IMO, since it’s a well known phrase, it shouldn’t be hyphenated, even when it’s functioning as a double modifier.
And for centuries, one of the characteristics of an ‘educated man’ was that he was able to tell the time of day by the position of the sun. But as clocks & pocket watches and wristwatches were introduce, this skill became meaningless. Nobody expects schools to teach it anymore.
In my high school science classes, we spent several days learning how to use a slide rule. By the time my younger brother was in high school, that had been eliminated – pocket calculators were now so cheap & common to have made it unneeded.
So is the same thing happening with rote memorization of spelling? Possibly. I notice that personally, on words that I frequently misspell, I no longer try very hard to remember the correct spelling – I just type it one way, and see if the spell checker flags it.
My sentiments exactly…does no one check the copy anymore? It used to be that you could rely on newspapers to use appropriate words , spell them correctly and use correct grammar. This practise educated the general public..but alas, no longer.
Well, they’ve downsized the comics and everything else, I suppose the next step was to downsize (Lay off) editors.
Sucks eggs!
Back in my newspaper days, my copy editor viewed my existence as a personal affront to her.
Pretty sure some of them barely bother to even look at the site they expect you to pay for. One of the big UK papers regularly features screwed up links for hours upon end, even for highlighted stories. My favorite is links to what I assume is their Intranet - hey it works for them so it’ll work for everyone right?
The simple reason for this is money, or the lack of it. I have been a newspaper subeditor for 12 years. When I started, our paper barely even had a website - at least not one that had live news on it. Even when we launched one, the subs (of whom there were far more than there are today) didn’t have anything to do with the website - that was the work of a whole other department.
But as circulation fell and advertising dried up, the budgets shrank year by year. At the same time as more people wanted to read news online, so the number of staff decreased. Today my department has about 40% fewer staff (and hardly any casual shifts to make up the shortfall any more) than we did when I joined, and not only are we subbing seven print sections instead of five, we also have to re-sub the copy for the website, for the iPad (in both landscape and portrait orientations) and now for a multitude of other tablets all with slightly different screen sizes.
And I think we do a hell of a good job considering the hundreds of thousands of words of copy that we deal with, several times over, every single week.
Yes, we charge for our online edition but we still take pride in accuracy. When you compare our site to something like the Daily Mail it’s a different world. The DM is free and it shows. Apparently nothing on that site is subbed.

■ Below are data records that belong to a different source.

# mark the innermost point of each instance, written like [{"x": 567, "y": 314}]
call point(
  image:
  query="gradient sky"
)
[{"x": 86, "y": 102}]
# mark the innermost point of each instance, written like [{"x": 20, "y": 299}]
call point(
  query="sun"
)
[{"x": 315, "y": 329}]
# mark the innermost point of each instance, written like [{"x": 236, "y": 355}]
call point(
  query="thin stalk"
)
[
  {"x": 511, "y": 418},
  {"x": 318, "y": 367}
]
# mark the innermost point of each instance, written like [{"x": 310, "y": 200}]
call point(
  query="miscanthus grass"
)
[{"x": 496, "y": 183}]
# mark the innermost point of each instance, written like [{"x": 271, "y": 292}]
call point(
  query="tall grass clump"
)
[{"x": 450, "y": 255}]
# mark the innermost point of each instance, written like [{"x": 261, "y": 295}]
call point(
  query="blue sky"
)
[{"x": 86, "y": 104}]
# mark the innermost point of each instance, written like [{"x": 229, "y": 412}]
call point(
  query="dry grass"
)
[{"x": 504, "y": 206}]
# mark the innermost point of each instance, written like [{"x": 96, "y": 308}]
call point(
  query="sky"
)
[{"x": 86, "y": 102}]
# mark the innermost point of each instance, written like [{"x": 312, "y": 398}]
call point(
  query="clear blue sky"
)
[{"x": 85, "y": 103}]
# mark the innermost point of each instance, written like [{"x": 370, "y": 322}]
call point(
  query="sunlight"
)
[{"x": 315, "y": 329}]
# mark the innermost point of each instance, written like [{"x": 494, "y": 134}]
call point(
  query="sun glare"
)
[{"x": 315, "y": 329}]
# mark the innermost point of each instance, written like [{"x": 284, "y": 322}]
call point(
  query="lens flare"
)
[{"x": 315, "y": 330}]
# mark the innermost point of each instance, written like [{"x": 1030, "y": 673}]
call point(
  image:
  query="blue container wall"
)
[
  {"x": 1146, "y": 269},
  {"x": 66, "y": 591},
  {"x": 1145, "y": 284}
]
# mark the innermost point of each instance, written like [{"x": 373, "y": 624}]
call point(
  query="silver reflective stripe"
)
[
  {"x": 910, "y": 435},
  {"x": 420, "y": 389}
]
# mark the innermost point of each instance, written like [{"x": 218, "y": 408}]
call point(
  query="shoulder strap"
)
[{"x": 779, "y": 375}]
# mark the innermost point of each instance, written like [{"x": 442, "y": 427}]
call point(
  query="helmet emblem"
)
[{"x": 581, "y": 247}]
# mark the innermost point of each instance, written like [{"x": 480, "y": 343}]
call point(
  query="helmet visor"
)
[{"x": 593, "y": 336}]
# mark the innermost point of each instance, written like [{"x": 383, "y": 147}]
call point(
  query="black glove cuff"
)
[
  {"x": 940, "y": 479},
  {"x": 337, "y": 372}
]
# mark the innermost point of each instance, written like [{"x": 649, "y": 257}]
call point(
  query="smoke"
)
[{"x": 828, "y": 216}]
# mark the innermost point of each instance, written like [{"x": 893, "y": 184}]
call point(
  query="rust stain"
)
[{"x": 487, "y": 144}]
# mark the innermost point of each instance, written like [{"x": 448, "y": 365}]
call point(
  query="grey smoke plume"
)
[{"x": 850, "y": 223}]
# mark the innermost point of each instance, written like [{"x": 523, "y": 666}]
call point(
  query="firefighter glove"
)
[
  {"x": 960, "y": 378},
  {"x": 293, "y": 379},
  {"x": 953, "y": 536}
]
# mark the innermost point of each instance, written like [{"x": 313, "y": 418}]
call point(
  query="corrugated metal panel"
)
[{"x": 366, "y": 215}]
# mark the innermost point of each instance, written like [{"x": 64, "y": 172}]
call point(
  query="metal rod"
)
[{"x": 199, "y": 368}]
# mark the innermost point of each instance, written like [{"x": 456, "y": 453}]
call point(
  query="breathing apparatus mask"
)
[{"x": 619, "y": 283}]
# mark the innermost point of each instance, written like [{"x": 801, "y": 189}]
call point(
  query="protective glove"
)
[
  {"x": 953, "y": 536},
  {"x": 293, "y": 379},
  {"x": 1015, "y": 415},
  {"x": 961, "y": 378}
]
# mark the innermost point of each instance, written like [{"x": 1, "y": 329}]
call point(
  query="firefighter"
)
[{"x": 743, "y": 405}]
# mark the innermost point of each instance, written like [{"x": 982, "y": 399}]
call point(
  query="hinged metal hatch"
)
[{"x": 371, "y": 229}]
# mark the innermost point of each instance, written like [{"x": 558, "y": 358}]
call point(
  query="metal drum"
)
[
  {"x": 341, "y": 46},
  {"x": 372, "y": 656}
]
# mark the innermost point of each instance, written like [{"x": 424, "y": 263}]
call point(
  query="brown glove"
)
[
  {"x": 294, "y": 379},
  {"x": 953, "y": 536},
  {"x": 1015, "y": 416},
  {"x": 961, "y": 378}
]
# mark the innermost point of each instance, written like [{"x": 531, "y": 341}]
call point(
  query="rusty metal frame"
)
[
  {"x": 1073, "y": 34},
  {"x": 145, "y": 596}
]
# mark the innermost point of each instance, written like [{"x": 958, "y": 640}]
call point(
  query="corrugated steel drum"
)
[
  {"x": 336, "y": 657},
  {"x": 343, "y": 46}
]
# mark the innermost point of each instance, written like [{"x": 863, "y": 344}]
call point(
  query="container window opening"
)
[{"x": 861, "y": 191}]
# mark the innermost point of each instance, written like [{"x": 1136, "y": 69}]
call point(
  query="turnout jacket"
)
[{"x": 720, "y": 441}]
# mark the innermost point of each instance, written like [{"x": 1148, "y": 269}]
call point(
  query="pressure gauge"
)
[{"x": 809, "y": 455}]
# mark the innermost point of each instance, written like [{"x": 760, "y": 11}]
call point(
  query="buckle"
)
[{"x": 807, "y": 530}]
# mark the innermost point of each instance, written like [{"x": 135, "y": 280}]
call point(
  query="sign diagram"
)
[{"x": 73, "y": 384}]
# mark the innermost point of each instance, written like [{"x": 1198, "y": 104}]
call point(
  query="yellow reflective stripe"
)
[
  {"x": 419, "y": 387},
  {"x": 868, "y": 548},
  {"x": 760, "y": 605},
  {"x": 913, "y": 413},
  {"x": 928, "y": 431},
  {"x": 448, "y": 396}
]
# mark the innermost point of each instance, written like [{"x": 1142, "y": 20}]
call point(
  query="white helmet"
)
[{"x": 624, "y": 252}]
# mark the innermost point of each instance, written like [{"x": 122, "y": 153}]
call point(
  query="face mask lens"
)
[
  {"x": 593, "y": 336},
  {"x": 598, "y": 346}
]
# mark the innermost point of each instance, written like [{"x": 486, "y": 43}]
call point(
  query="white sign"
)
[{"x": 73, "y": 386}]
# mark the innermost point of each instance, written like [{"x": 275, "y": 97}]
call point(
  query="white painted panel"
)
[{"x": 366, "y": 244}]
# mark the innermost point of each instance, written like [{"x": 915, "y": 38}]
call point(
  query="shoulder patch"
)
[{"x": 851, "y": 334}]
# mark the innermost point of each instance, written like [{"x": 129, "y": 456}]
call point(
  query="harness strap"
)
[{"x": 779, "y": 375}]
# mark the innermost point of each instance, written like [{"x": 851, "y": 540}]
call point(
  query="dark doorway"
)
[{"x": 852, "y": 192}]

Picture captions seem to have been written by a school leaver who has barely skimmed the article in question. Whole chunks of copy are repeated. And so on and so on.
The latest development on my paper a new version of the iPad app. This is yet another “labour saving” thing, the back end of which is designed to flow copy automatically to any size of screen, on tablet or website. After the copy has been subbed for print we sub it once more for online and it will then, with minimal work, appear on all the myriad tablets. This means fewer subs needed and so, presumably, they will be able to make more people redundant.
Well, you can guess how well an automated copy flow system works. Not very well at all. Horrible widows, orphans, bad line breaks and other typographic horrors are rife. It is painful, as a sub, to see the result. I am used to spending a good amount of time turning lines, adding soft returns, removing widows and all the other things that make a page of text beautiful and legible. Now we have to let a computer shovel text onto a page. Thankfully so far they are not doing the same with print, but for how much longer will there still be a print version? But that is progress and who are we to stop it?
Readers hate it to, by all accounts, but nobody wants to pay enough for news to make it cost effective to have flawless copy these days.
(With apologies for any typos - this was written on my phone.)
Lets assume many of these reports are being written by younger folks. This is the generation that has more or less grown up having spelling checking as a constant tool.
I would submit that could make things worse rather than better. You never really learn learn how to spell because the computer has your back and when the computer screws you over you don’t even notice. I guess the same could be said for grammar correcting functions as well.
One could counter argue that these things would help because the computer is usually showing you the right way and it should sink in eventually. For folks that could be good spellers but just need edumacating that might be true. But, OTOH, such an environment could make poor/lazy spellers even worse.
So, you might or might not overall have an improvement in modern writing or news stories. But, when you get one of these lazy/poor spellers that have been propped up by the computer, when thier story goes out, particularly with out as much double checking as in the past, they really send out some glaring turds, which obviously get well noticed.
The other important thing to remember is just how much faster the pace of news is nowadays. In the past, stories went through whole teams of people and were fairly old news by the time they were printed. Nowadays, people want breaking news updated more or less instantly. Copy gets typed directly onto live web pages and made live immediately. Do you want the news NOW with typos, or tomorrow perfectly edited?
I nead too know whut Britely Spears is dueing nowe damit.
Anal:retentive should obviously be with a colon!
Ah, the irony that this zombie thread was revived by someone who wasn’t observant enough to check its date, nor has any regard for proper punctuation.